In the interests of keeping our reluctant allies on side I’d invited their lord marshal (who, in a less protocol-obsessed society, would just have been the most senior general and addressed as such) and a handful of his aides to join us for a briefing on what we were up to, and to witness the departure of our scouting parties. In the interests of staying warm, and keeping them out from under the feet of the rest of the regiment, I’d offered to keep them entertained with a pict show while Kasteen and Broklaw got on with some proper work. Needless to say my inflated reputation more than came into its own here, our guests delighted to be hobnobbing with a Hero of the Imperium, while I was perfectly happy to stay out of the wind, drink tanna, and not get shot at by any passing eldar.

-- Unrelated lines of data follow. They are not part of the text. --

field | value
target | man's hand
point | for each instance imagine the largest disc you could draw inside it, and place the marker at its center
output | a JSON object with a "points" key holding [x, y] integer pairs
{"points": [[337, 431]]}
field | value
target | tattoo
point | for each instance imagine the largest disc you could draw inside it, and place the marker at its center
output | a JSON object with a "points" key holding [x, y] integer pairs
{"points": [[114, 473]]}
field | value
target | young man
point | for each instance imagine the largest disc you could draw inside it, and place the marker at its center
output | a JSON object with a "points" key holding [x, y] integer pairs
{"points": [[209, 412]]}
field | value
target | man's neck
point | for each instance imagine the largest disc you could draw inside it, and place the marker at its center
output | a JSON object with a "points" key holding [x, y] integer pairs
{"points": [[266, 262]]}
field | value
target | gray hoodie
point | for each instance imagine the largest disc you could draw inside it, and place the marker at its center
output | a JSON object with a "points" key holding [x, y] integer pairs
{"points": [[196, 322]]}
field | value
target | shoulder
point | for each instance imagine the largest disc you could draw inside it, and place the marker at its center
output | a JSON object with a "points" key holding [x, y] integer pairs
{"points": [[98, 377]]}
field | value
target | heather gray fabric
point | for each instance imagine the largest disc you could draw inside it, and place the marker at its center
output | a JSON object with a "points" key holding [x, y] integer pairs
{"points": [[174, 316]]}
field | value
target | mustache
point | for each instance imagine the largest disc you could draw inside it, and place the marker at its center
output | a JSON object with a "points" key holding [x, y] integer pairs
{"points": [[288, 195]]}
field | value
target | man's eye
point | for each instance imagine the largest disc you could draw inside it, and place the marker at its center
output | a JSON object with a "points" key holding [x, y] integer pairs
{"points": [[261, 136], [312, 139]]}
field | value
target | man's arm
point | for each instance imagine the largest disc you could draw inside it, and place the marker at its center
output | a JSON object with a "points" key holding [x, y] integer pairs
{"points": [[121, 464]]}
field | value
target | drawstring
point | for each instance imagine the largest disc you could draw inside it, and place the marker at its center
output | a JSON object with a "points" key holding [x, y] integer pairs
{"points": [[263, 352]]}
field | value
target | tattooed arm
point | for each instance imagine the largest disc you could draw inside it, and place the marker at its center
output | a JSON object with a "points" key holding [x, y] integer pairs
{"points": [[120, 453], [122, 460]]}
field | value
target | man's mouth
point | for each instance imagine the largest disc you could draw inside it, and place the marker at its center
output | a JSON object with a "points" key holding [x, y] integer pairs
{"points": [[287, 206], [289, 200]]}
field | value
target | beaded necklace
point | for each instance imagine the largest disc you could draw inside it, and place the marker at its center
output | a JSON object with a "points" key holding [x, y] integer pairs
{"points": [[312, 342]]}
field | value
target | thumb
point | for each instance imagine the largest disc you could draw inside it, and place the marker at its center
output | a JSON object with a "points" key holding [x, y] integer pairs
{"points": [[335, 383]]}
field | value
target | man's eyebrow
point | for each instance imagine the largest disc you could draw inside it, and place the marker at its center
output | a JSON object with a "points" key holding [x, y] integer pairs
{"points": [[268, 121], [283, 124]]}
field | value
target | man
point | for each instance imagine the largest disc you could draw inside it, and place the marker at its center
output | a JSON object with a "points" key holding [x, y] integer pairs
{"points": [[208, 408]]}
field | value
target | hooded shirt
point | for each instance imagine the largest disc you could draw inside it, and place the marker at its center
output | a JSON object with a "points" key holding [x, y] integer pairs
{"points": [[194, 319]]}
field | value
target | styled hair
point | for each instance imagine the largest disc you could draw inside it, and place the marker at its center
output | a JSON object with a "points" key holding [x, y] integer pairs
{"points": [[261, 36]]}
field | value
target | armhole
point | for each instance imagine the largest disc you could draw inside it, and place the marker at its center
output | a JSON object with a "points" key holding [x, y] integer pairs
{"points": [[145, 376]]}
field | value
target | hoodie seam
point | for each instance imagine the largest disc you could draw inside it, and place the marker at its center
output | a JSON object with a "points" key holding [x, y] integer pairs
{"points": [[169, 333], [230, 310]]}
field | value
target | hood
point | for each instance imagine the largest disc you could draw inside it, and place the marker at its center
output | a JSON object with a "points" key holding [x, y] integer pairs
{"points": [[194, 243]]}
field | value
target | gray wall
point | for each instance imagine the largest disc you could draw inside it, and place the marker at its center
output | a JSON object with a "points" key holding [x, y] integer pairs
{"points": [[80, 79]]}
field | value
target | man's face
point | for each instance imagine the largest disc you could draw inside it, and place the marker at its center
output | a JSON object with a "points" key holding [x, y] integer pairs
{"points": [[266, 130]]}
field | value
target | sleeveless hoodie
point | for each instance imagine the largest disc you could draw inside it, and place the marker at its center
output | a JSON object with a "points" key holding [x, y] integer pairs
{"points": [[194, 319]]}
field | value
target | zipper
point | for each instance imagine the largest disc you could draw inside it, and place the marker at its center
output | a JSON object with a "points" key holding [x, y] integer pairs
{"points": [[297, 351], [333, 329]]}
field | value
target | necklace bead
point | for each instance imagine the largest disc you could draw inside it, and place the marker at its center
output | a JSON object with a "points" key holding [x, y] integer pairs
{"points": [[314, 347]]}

‘I imagine you wish you were going with them,’ the lord marshal said, cradling the bowl of tanna Jurgen had just handed him, while breathing through his mouth until my aide had moved a couple of paces away. Which was the sort of thing people imagined all the time, although why they might think I was eager to put myself in imminent danger of a messy and painful death after having narrowly avoided one so often before was beyond me.